Il viaggio nella giungla di Mowgli: una moderna parabola ambientalista

«Il cucciolo di uomo senza un popolo che riunì la giungla». Cinquant’anni dopo il capolavoro dell’animazione Disney (fu l’ultimo film prodotto in prima persona da Walt che morì durante la lavorazione) torna al cinema il “libro” ispirato ai racconti del premio Nobel per la letteratura Rudyard Kipling. E torna per restarci, per lasciare un segno, per affiancarsi al suo predecessore e non per prenderne il posto.

Girato in “live-action”, con un’opera imponente di computer grafica, che permette la presenza contemporanea sullo schermo del personaggio “umano” del piccolo Mowgli e la ricostruzione digitale di tutto il resto (ambienti e animali) Il libro della giungla diretto da Jon Favreau (regista di due Iron Man) non è un semplice remake ma è piuttosto un passaggio di testimone alle nuove generazioni che entrano in contatto con quel classico pubblicato ormai 120 anni fa.

Favreau compie un’operazione complessa, perché difficile era rinnovare il “messaggio” senza stravolgere l’originale, senza andare incontro a imbarazzanti confronti. E la chiave per la riuscita sta – come detto – nella continuità. Anzi nel desiderio di riavvicinarsi all’originale che in qualche maniera era stato “edulcorato” da Walt Disney nella versione animata per avvicinarsi alle famiglie.

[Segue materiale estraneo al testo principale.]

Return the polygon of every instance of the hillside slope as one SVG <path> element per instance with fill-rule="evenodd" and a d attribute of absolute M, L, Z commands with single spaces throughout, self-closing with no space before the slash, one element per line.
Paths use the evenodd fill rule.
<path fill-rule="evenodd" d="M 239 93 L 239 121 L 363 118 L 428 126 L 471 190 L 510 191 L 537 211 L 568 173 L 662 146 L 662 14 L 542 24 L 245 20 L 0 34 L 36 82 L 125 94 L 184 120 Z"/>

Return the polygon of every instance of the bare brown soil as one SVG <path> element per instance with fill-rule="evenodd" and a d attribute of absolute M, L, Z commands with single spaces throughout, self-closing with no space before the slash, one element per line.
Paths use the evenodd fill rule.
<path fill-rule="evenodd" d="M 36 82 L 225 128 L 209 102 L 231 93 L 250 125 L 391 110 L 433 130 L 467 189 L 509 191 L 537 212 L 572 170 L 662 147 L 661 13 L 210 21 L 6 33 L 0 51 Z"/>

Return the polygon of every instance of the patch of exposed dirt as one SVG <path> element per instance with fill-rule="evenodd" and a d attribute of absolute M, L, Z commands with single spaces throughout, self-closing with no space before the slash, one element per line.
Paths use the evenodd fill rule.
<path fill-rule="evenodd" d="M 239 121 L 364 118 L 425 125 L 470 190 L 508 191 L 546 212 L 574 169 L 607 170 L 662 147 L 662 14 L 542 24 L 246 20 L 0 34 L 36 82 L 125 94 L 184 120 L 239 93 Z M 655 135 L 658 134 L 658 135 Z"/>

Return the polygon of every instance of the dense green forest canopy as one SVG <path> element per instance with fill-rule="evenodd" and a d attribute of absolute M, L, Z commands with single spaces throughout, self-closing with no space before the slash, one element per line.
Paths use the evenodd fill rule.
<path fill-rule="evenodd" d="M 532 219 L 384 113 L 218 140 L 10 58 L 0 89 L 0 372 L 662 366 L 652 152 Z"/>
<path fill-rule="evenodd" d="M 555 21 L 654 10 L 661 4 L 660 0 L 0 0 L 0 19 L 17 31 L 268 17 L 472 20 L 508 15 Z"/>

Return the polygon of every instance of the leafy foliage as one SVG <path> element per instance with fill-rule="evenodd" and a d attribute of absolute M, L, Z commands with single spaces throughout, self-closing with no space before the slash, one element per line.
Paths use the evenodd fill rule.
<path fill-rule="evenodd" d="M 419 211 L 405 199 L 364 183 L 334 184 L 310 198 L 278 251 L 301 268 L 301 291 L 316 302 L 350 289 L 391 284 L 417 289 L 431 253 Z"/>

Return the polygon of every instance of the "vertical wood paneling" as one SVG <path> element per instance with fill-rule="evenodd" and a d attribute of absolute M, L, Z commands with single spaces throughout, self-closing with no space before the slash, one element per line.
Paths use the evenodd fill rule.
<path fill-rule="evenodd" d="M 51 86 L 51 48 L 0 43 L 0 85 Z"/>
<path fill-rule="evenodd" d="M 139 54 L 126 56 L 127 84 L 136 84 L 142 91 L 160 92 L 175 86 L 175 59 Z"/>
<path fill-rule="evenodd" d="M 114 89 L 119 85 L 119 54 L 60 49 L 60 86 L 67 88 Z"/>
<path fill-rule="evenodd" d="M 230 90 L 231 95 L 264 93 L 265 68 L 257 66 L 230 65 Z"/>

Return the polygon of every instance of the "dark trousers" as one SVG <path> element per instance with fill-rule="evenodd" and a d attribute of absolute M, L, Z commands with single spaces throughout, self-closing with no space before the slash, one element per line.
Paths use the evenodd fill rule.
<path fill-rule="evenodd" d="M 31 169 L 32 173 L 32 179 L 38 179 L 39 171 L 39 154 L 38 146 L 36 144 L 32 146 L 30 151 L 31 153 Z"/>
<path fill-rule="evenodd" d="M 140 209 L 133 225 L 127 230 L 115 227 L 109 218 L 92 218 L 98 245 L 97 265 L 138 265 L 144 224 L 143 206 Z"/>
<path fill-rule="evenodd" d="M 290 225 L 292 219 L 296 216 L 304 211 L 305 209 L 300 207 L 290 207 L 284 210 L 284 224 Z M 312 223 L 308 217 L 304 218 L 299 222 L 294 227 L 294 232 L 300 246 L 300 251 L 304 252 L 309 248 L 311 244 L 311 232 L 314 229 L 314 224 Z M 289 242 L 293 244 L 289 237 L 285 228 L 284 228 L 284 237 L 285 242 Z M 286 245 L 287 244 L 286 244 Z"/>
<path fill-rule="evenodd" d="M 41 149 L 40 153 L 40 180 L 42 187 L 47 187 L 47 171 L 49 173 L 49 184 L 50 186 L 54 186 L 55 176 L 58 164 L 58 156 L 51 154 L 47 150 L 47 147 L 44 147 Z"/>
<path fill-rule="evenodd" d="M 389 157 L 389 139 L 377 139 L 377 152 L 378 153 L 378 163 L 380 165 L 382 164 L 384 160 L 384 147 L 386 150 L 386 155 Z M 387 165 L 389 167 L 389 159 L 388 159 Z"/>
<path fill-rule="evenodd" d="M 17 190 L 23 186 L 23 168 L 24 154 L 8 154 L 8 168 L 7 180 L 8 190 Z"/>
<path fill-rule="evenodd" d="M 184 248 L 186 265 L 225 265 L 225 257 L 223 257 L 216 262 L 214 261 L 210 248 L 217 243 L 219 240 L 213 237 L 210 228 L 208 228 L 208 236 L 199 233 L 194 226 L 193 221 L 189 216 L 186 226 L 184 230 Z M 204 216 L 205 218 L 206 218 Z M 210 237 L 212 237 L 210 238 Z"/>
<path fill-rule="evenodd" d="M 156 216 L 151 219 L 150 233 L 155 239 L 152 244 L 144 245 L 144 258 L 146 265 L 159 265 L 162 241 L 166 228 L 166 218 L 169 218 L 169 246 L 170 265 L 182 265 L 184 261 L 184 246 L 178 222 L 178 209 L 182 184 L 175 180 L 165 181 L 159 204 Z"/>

In questo Libro restano i personaggi e i principali snodi narrativi, a cui il “live-action” ovviamente dà un “corpo” robusto, veloce (a tratti spaventoso), e dosi massicce di realismo. Ma anche in questa versione quello di Kipling si conferma uno straordinario romanzo di formazione, che conserva intatta la sua attualità. Il viaggio di Mowgli nella giungla rimane un percorso di scoperta e di ricerca di una propria identità, che parte dall’accettazione di sé e si forma attraverso il confronto con gli altri (in questo caso le specie animali) e con una natura spesso ostile. Il cucciolo adottato dai lupi cresce nel rispetto delle regole della giungla, sottolineate da un racconto che si trasforma cinquant’anni dopo in un potente apologo ambientalista: «la tregua dell’acqua», «il rampicante che avvolge l’albero e ne decreta la fine», il passaggio delle stagioni e i rapporti di forza e di rispetto tra i diversi abitanti della foresta. Il regista segue con rispetto il testo e rende omaggio visivamente al modello originale, nella scelta dei colori, nelle inquadrature… prima di virare decisamente quando in maniera dischiarata tradisce lo spirito “per famiglie” guardando in direzione del cuore di tenebra della storia (memorabile l’apparizione dell’orango Re Louie che sembra fare il verso a Kurtz-Marlon Brando).

Resta invariato - ovviamente - il percorso di Mowgli che incontra via via sul suo cammino il pitone Kaa, pericoloso e ipnotico, il buono e placido orso Baloo, la pantera Bagheera simbolo di forza fisica e figura di riferimento, contrapposta alla violenza della tigre Shere Khan che uccide non per sfamarsi ma per vendetta. Favreau modifica qualcosa rendendo più attuali alcuni personaggi, lasciandone immutati altri. Cambia alcuni passaggi e dà la sua impronta personale in diversi momenti che si rivelano cruciali. Abbandonata l’animazione correva il rischio di un realismo esasperato ma riesce a restituire la poesia rimasta nella memoria di tutti attraverso soluzioni differenti. Raggiunge infine lo scopo di riconsegnare, cinquant’anni dopo, una nuova lettura di quel fantastico “libro” mantenendone inalterato il suo potente messaggio.